NEW YORK -- Nursing home residents are subjected to ineffective care and poor staffing, while facility finances are shrouded in secrecy and regulatory lapses go unenforced, according to a report Wednesday that called for wholesale changes in an industry whose failures have been spotlighted by the pandemic.
To anyone who saw the scourge of COVID-19 on the country's most vulnerable, the findings of the National Academies of Sciences, Engineering, and Medicine might seem sobering but unsurprising, as the long-term care system's inadequacies were made plain by more than 150,000 resident deaths. The authors of the 605-page report insist it could be an impetus to address issues that have gotten little more than lip service for decades.
"The public is so concerned about the quality of care that most people really fear their family having to be in a nursing home," said Betty Ferrell, a nurse who chaired the report committee. "We're very optimistic that our government officials will respond to what has really been a travesty."
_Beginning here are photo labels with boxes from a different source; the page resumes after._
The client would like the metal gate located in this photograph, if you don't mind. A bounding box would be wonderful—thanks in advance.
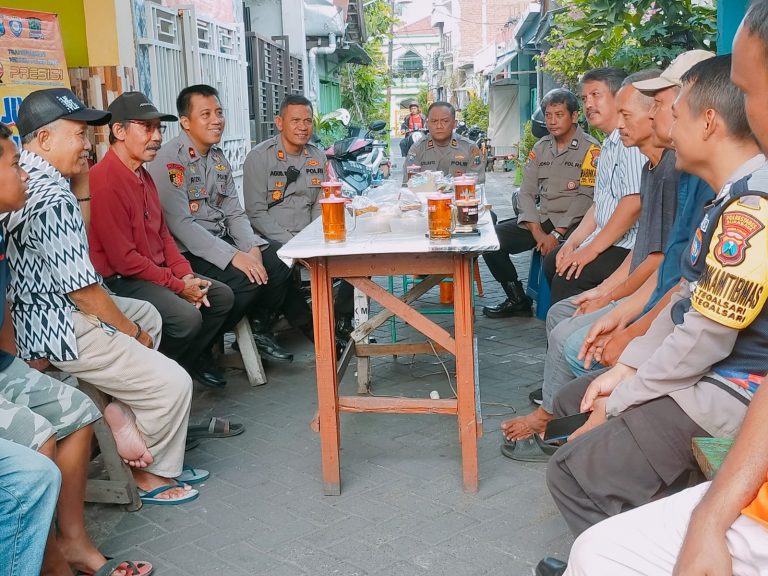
[139,3,250,190]
[246,27,304,143]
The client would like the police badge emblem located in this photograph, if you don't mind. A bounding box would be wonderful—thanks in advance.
[715,211,765,266]
[165,164,184,188]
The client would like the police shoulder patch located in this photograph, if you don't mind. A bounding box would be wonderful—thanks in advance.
[691,198,768,330]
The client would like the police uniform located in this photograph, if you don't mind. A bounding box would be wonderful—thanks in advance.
[148,132,311,344]
[243,135,325,244]
[547,155,768,533]
[403,134,485,184]
[483,127,600,317]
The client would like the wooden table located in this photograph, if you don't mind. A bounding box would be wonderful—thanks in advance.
[278,217,499,495]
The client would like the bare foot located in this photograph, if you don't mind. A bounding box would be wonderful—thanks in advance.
[133,470,192,500]
[104,400,154,468]
[501,406,552,440]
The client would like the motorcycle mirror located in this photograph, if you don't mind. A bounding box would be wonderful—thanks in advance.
[368,120,387,132]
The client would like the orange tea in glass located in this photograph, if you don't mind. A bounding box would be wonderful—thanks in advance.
[427,194,453,240]
[320,196,347,242]
[320,182,341,198]
[453,175,475,200]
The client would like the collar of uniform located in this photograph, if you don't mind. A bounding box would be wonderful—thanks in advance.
[19,150,69,190]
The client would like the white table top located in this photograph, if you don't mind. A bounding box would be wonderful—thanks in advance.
[277,214,499,263]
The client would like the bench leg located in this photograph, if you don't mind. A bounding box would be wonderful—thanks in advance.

The report covers a vast cross-section of long-term care, from granular details such as the way facilities are designed to foundational issues that would require massive political capital and investment to address. Among them: the authors advocate for creating a new national long-term care system that would exist outside of Medicaid, the program that is at the center of most long-term care financing.
The likelihood of such a proposal successfully winding its way through Congress seems low in the current political climate. The most recent federal attempt to reform long-term care financing was a voluntary long-term care insurance program known as the CLASS Act. It was included in the Affordable Care Act but later repealed when the Obama administration found it unworkable.
"It has been a long time since we as a country have been wanting to dig in and reform how we finance, pay, regulate and deliver nursing home services," said David Grabowski, a nursing home expert and Harvard Medical School professor who served on the report committee.
The industry's biggest lobbying groups insisted reforms must be met by increased government funding.
The American Health Care Association said "what we cannot support are unfunded mandates."
Katie Smith Sloan, who leads LeadingAge, which represents not-for-profit nursing homes, called the report "a piercing wake-up call" about an industry "in desperate need of an overhaul," but likewise said the success of remaking the system would depend on how funding issues are addressed.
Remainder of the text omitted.